Они оба – водитель и убежденный – затараторили на чеченском, сильно, с размахом жестикулируя. Дуло автомата постепенно опускалось под напором доводов водителя и, наконец, уставилось отверстием в землю.
Водитель взял Наташу под локоть и повел к машине, подталкивая перед собой. Автомат не сопротивлялся. Обходя воронку, водитель обернулся и еще раз что-то громко проговорил, рубя воздух свободной рукой.
– Что вы ему сказали? – спросила Наташа, когда машина тронулась. Колени дрожали, она напрягала мышцы, чтобы остановить дрожь, а потом придавила ее сумкой с одеждой и аппаратурой.
Водитель крепко держался за руль. Сопел. Крутил головой. Из-под кепки бросал на Наташу обиженные взгляды, всем своим видом показывая, как глубоко он оскорблен.
– Что я ему сказал! – отцепился он от руля, сорвал с головы кепку и нервно закинул ее на заднее сиденье. – Я ему сказал, пусть делает с тобой что хочет, но только когда я тебя довезу до места! Сейчас я тебя везу, и я за тебя отвечаю... Шакал, опозорить меня хотел. А-а-а, хорошо, что я успел. А так бы пришлось мне возвращаться обратно в село, собирать родственников и искать этого шакала... Где моя кепка?! Э-э-э-э, шайтан...
Что это, спрашивала себя она, – все еще традиции или уже инстинкт? Вряд ли этот человек лет сорока некрепкого телосложения, обычный таксист, четко осознавал, что он делает, когда бежал к ней на помощь. Увидел ее и автомат, мозг получил сигнал, в ответ на который ноги задвигались, побежали. Ему все равно, убьют ее или нет, и он сам в этом только что признался. Единственное его стремление – избежать оскорбления. Но могут ли традиции быть столь сильны, чтобы заставлять человека рисковать ради них жизнью? Или это все же инстинкт?
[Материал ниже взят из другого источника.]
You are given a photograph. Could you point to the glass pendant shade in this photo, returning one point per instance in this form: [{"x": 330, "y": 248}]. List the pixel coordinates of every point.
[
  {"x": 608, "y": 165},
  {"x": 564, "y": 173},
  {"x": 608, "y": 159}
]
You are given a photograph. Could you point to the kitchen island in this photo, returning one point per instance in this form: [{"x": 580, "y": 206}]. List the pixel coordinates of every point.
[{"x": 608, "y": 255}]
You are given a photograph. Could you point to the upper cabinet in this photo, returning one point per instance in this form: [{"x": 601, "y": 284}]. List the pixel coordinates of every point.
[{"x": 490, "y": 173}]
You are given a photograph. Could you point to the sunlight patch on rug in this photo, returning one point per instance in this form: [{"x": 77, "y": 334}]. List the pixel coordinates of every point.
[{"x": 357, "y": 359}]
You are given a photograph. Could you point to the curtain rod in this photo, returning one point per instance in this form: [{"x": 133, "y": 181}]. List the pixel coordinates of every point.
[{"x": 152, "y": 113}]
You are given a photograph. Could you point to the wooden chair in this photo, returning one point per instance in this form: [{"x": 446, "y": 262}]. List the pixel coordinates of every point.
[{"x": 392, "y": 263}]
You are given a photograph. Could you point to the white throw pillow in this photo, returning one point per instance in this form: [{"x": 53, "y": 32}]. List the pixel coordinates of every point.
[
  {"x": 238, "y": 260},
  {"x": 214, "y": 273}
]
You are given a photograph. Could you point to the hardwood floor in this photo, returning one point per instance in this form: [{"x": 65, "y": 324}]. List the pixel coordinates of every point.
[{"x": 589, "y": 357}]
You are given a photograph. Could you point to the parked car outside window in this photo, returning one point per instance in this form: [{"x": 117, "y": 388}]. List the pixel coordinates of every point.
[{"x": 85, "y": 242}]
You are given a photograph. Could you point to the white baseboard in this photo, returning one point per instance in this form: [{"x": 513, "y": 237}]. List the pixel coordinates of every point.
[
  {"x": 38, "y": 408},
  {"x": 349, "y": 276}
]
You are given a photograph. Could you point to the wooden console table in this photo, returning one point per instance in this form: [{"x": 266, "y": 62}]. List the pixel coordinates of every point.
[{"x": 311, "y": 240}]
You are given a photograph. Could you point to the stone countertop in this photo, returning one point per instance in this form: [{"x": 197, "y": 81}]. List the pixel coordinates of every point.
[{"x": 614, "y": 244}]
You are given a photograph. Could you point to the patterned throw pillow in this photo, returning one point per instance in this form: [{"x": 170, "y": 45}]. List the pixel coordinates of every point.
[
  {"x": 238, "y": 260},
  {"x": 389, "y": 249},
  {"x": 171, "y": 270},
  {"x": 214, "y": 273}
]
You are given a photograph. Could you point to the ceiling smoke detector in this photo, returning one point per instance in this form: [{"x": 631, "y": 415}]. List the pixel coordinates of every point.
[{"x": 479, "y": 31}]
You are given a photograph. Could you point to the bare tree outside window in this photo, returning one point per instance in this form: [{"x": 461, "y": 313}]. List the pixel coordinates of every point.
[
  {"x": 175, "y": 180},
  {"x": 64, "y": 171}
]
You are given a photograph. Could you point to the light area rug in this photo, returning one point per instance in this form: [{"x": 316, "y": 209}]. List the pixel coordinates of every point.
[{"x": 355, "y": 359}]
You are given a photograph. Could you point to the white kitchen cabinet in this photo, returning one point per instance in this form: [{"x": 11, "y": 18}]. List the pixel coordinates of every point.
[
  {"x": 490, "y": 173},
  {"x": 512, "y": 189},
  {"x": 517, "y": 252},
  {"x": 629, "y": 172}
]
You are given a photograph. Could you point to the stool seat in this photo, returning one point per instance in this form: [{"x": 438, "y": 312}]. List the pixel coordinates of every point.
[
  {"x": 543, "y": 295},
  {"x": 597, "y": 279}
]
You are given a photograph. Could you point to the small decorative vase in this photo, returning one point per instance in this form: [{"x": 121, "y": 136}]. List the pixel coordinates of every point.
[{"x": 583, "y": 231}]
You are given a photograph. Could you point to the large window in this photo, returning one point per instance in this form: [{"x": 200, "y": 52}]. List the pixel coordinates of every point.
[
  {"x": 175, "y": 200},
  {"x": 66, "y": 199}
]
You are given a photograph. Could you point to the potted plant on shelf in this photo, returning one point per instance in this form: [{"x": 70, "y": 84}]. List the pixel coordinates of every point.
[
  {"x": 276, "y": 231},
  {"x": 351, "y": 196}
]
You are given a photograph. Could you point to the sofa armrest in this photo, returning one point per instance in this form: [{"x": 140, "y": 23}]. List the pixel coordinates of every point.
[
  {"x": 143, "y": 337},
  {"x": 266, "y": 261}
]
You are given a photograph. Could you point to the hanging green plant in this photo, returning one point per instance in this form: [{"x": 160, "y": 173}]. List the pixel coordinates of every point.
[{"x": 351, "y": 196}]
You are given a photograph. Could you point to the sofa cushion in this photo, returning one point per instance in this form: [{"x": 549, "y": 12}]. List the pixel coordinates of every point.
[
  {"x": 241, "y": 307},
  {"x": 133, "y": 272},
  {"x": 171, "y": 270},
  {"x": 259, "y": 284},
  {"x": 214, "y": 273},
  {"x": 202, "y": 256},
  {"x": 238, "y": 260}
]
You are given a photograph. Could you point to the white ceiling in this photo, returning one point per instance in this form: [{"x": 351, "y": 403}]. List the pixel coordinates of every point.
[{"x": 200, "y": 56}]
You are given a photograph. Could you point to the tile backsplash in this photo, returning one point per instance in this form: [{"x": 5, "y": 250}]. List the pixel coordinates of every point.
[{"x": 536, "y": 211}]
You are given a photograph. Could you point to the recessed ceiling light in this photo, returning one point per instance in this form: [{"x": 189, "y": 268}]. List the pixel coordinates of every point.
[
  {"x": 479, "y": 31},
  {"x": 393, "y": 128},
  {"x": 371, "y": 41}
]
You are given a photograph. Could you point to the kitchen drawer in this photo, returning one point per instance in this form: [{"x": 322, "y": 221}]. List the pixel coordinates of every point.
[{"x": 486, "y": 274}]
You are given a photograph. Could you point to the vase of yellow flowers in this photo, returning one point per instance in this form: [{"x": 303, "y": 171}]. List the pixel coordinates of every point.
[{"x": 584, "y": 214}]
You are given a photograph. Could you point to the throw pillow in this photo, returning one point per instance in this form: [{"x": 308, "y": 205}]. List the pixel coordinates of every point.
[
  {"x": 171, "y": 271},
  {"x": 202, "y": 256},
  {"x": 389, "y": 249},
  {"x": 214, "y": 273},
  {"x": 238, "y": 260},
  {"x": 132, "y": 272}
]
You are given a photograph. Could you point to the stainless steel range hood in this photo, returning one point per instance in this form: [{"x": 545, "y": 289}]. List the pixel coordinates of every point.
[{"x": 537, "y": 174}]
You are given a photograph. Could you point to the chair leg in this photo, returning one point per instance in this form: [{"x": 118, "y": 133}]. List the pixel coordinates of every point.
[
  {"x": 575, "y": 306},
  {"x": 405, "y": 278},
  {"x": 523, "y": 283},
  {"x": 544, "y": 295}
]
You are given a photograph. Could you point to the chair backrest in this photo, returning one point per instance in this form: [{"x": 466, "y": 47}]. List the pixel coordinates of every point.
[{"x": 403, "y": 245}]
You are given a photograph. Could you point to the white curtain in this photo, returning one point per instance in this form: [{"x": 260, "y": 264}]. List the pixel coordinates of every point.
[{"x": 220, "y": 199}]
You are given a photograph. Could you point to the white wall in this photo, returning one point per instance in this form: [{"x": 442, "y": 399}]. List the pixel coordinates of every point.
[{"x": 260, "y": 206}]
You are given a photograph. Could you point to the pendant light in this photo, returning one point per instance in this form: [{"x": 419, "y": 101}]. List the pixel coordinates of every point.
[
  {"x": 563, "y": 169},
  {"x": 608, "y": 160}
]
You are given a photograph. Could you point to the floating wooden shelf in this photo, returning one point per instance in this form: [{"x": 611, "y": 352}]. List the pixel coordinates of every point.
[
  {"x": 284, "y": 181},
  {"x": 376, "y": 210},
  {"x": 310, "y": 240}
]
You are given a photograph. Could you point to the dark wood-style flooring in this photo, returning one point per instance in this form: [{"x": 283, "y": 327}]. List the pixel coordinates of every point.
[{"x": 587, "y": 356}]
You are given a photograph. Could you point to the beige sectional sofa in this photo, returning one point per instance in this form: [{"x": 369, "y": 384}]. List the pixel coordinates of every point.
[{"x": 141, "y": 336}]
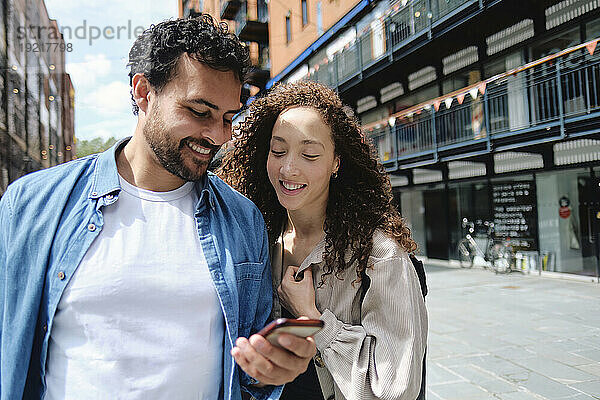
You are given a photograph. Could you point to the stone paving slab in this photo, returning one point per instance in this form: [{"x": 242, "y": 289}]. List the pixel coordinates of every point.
[{"x": 511, "y": 336}]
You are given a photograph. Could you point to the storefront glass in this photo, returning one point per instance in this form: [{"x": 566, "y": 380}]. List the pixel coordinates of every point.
[{"x": 567, "y": 207}]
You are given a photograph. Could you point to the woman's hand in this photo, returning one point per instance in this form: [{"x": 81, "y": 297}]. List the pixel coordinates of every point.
[{"x": 298, "y": 297}]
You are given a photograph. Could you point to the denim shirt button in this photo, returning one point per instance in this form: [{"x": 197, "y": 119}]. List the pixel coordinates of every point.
[{"x": 319, "y": 361}]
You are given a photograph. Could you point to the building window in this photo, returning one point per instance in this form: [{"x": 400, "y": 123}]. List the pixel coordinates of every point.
[
  {"x": 304, "y": 13},
  {"x": 319, "y": 19},
  {"x": 288, "y": 27}
]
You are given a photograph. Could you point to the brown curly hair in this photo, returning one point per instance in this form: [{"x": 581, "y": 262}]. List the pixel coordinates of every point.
[{"x": 360, "y": 198}]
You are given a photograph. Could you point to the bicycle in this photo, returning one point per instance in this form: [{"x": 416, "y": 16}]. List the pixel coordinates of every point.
[{"x": 497, "y": 255}]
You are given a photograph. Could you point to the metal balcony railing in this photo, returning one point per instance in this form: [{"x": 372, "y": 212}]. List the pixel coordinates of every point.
[
  {"x": 252, "y": 26},
  {"x": 544, "y": 95},
  {"x": 400, "y": 25}
]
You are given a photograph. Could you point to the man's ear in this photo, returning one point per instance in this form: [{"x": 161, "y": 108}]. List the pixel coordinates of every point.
[{"x": 141, "y": 90}]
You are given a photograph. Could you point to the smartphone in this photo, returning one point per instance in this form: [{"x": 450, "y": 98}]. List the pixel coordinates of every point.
[{"x": 298, "y": 327}]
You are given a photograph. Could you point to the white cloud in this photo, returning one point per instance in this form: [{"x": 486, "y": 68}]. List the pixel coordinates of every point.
[
  {"x": 85, "y": 74},
  {"x": 113, "y": 98},
  {"x": 114, "y": 127}
]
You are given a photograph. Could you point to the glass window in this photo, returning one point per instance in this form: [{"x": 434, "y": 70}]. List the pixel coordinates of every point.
[
  {"x": 288, "y": 28},
  {"x": 419, "y": 96},
  {"x": 555, "y": 43},
  {"x": 459, "y": 81},
  {"x": 319, "y": 19},
  {"x": 304, "y": 13},
  {"x": 592, "y": 29}
]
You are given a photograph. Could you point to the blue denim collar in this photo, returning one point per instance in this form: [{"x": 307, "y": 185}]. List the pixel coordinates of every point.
[{"x": 106, "y": 176}]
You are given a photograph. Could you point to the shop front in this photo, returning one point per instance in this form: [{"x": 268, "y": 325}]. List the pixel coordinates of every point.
[{"x": 550, "y": 219}]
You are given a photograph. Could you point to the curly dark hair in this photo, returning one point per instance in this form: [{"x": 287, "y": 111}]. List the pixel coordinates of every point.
[
  {"x": 360, "y": 198},
  {"x": 155, "y": 52}
]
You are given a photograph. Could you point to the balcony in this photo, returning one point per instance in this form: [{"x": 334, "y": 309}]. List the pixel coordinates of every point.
[
  {"x": 541, "y": 102},
  {"x": 229, "y": 9},
  {"x": 405, "y": 23},
  {"x": 253, "y": 27}
]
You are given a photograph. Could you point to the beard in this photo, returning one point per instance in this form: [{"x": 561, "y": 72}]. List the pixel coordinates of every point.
[{"x": 169, "y": 151}]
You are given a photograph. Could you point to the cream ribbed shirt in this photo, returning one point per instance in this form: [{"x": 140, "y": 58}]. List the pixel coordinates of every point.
[{"x": 375, "y": 351}]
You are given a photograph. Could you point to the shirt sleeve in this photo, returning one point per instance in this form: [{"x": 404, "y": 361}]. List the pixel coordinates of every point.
[
  {"x": 263, "y": 312},
  {"x": 383, "y": 357},
  {"x": 5, "y": 220}
]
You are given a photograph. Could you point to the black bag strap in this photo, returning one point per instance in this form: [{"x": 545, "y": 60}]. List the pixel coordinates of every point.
[
  {"x": 420, "y": 273},
  {"x": 365, "y": 281}
]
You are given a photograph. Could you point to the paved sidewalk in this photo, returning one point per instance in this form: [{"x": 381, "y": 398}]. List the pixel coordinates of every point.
[{"x": 511, "y": 336}]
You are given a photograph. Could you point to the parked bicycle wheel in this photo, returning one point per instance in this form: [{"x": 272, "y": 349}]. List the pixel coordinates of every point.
[{"x": 466, "y": 253}]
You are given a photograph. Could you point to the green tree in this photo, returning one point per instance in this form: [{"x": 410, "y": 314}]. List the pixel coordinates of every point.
[{"x": 96, "y": 145}]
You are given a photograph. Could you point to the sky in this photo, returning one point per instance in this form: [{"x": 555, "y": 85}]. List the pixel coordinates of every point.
[{"x": 101, "y": 33}]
Или традиции, со временем перерожденные в инстинкт?
– Фу, – сказала она себе, – от таких сложных вопросов голова может сломаться...
Водитель еще не до конца пришел в себя – оттирал со лба капельки пота и поминал то шакала, то шайтана.
– Дед в порядке? – спросила Наташа, вспомнив, что тот отлучался повидать деда.
– Все нормально, – ответил он и опять занервничал. – Сколько раз ему говорил уехать отсюда – бомбят, стреляют... Нет, и всё! Вот нет, и всё! Говорит – здесь родился, на этой земле и умру. Все соседи уже уехали, а он – нет, и всё! Э-э-э-э... Слушай, ты мою кепку не видела?
Апрель расцвел, а вместе с ним Шали и Ведено, весь Веденский район. Запах весны на время заглушил запах войны, и теперь они, кажется, соревновались, кто сильней – весна или война. Наташа уже две недели жила в селе у медсестры Розы. Рано утром Роза уходила в госпиталь на работу, Наташа вставала, чтобы вместе с ней выпить чаю, а потом возвращалась на жесткую софу и спала до тех пор, пока ее не будили лучи солнца из окна и крики детей со двора. У Розы было трое детей. Наташа уже перефотографировала всех жителей села. Теперь в Ведено ее знала каждая курица.
Каждый вечер здесь наступал комендантский час – с приходом темноты жители старались не выходить даже во двор. Село замирало в тишине, глядя в темь тусклыми окнами домов. Электричество в город подавалось с перебоями. Уложив детей, Роза зажигала керосиновую лампу, и они вдвоем пили чай в большой нетопленой комнате. По ночам весна отступала, от полов поднимался холод, и Наташа сидела, поджав ноги, согреваясь горячим чаем. Роза снова и снова шепотом рассказывала о муже, который ушел воевать, и вот уже несколько месяцев от него ни слуху ни глуху. Она так и говорила – «ни глуху», а Наташа ее не поправляла. Иногда в тишине раздавался робкий стук в дверь, Роза шла открывать, и тогда до Наташи долетал приглушенный и придавленный женский шепот.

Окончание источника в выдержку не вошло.